Dalton Trumbo may have been one of the most fascinating and brilliant screenwriters ever to come out of Hollywood. To experience his work, I feel, is to experience the work of a man like Mozart, a man blessed by God with the talent to weave brilliant stories almost without trying. I have no doubt that this was his manner, but I also believe that his work must have come from blood, sweat and tears.

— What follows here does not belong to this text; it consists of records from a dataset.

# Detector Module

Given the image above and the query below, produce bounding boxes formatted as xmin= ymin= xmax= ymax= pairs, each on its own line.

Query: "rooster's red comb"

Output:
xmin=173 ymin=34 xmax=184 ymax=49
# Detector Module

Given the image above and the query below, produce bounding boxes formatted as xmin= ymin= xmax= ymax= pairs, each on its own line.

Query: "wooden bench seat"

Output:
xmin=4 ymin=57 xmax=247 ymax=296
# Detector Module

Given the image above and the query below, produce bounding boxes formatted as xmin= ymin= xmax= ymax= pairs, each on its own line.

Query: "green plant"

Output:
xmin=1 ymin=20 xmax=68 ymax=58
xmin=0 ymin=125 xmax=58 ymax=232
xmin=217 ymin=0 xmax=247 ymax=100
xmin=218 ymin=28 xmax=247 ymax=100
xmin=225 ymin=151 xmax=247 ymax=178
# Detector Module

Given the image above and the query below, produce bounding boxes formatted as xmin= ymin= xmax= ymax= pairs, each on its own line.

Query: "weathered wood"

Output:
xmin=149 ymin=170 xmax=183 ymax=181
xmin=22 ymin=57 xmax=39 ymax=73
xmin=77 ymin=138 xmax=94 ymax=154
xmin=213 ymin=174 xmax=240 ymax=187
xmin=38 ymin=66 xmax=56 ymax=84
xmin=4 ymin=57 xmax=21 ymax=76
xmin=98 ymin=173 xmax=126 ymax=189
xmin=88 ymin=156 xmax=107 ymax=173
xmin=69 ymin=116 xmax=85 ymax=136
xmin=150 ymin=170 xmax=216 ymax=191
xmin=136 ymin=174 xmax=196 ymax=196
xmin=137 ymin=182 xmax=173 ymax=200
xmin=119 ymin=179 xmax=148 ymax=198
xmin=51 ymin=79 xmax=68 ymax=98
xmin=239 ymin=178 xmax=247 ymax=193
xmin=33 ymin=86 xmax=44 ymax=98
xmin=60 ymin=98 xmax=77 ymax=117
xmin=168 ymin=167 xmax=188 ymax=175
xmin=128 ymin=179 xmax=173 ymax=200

Yet, Trumbo’s legacy is scarred by the events that, for many years, removed him from his profession. In 1947 he was sent to prison for contempt after refusing to answer questions regarding his communist affiliations (he was a communist, just so you know). He was blacklisted by Hollywood and no one would hire him. For years, he worked under assumed names, writing brilliant scripts for pictures of no significance – though he did write Roman Holiday without a screen credit. Despite his inability to work in Hollywood, he won the Oscar twice, first for Roman Holiday and then for The Brave One for King Studios Productions.
The movie Trumbo shows us only a shadow of Trumbo’s life. It makes the case that his genius was an excuse for personal flaws. Trumbo is a sanitized version of the red letter moments of the great screenwriter’s life and paints him in great shades of sainthood that, if you the real story, you know simply isn’t true. This is a very safe reenactment of one of the most troubling chapters in the history of motion pictures. There were heroes and villains on both sides of the McCarthy hearings, but this movie tips so far in Trumbo’s favor that while you experience the genius of his writing, you never quite get the saltier parts of his personality.
That is not to take anything away from a terrific performance by Bryan Cranston who occupies the role of Trumbo without affectation – he’s really the best part of the movie. Yet, watching him, you wish he were stuck in a better movie. Watching Trumbo turn lead scripts into cinematic gold, you find yourself wishing someone had done the same for this movie.